Mabel and Abner Diaz were accused of operating All-Med Billing Corp. of Miami Lakes in a scheme that used 29 durable medical equipment firms to submit false claims to Medicare.

"This is one of the most important cases ever filed by our office, " U.S. Attorney R. Alexander Acosta said. "This is our money which could have been used to treat patients rather than line the pockets of the accused."

Prosecutors have been building their case since 2004, when they went into court to get a civil restraining order to stop the Diazes' company from continuing to bill Medicare because they had engaged in a "massive, aggressive, avaricious Medicare fraud scheme, " according to an agent's affidavit.

Starting in 1998, the indictment alleges, All-Med Billing Corp. used a series of durable medical equipment suppliers, many of which were open for only a few months, getting generally $1 million or $2 million each from Medicare and then folding before investigators charged the owners.

The firms allegedly billed -- but never provided -- equipment such as power wheelchairs, artificial limbs, oxygen concentrators and powered air mattresses.

All-Med Billing Corp.'s activities went on for much longer than most fraud-based healthcare enterprises, said prosecutor David Frank, because the billing activities added "an extra layer" to the investigation, beyond the DME company's claims.


Charged along with the Diazes were Suleidy Cano, Amry "Pablo" Garcia, Davel "Manny" Hernandez, Rene Raimundo Hernandez, Jose Luis Palma Jr. and Luis Enrique Gonzalez.
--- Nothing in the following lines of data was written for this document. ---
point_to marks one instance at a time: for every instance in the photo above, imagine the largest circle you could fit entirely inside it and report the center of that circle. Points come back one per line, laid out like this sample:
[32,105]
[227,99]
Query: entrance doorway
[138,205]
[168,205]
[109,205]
Altogether, the eight persons were charged with 46 counts, mostly on fraud charges. Each charge carries a maximum penality of 10 years' imprisonment.

Much of the $56 million is alleged to have vanished, according to the indictment, through money laundering. The Diazes face an extra 20 years in prison on those charges, the U.S. Attorney's Office said.

Prosecutors are also requesting the criminal forfeiture of $32,292 in cash found in their home, funds in various bank accounts, their Miami Lakes home (valued at $307,000 according to county property records) and properties in Little Havana, Hialeah and Lehigh Acres.


At a press conference to announce the arrests, Timothy J. Delaney of the Miami office of the Federal Bureau of Investigation said healthcare fraud is estimated to run into the "hundreds of millions of dollars" each year in South Florida alone.

Acosta said his office prosecuted 68 healthcare fraud cases in 2006 -- a 30 percent increase over the year before. South Florida accounted for about one-fifth of all federal healthcare fraud cases in the country in 2006.

All-Med Billing Corp. was dissolved in September, according to the indictment. Its last address listed in state corporate records was 15165 NW 77th Ave., Suite 2010, Miami Lakes. The Diaz-owned company is not related to other companies with similar names.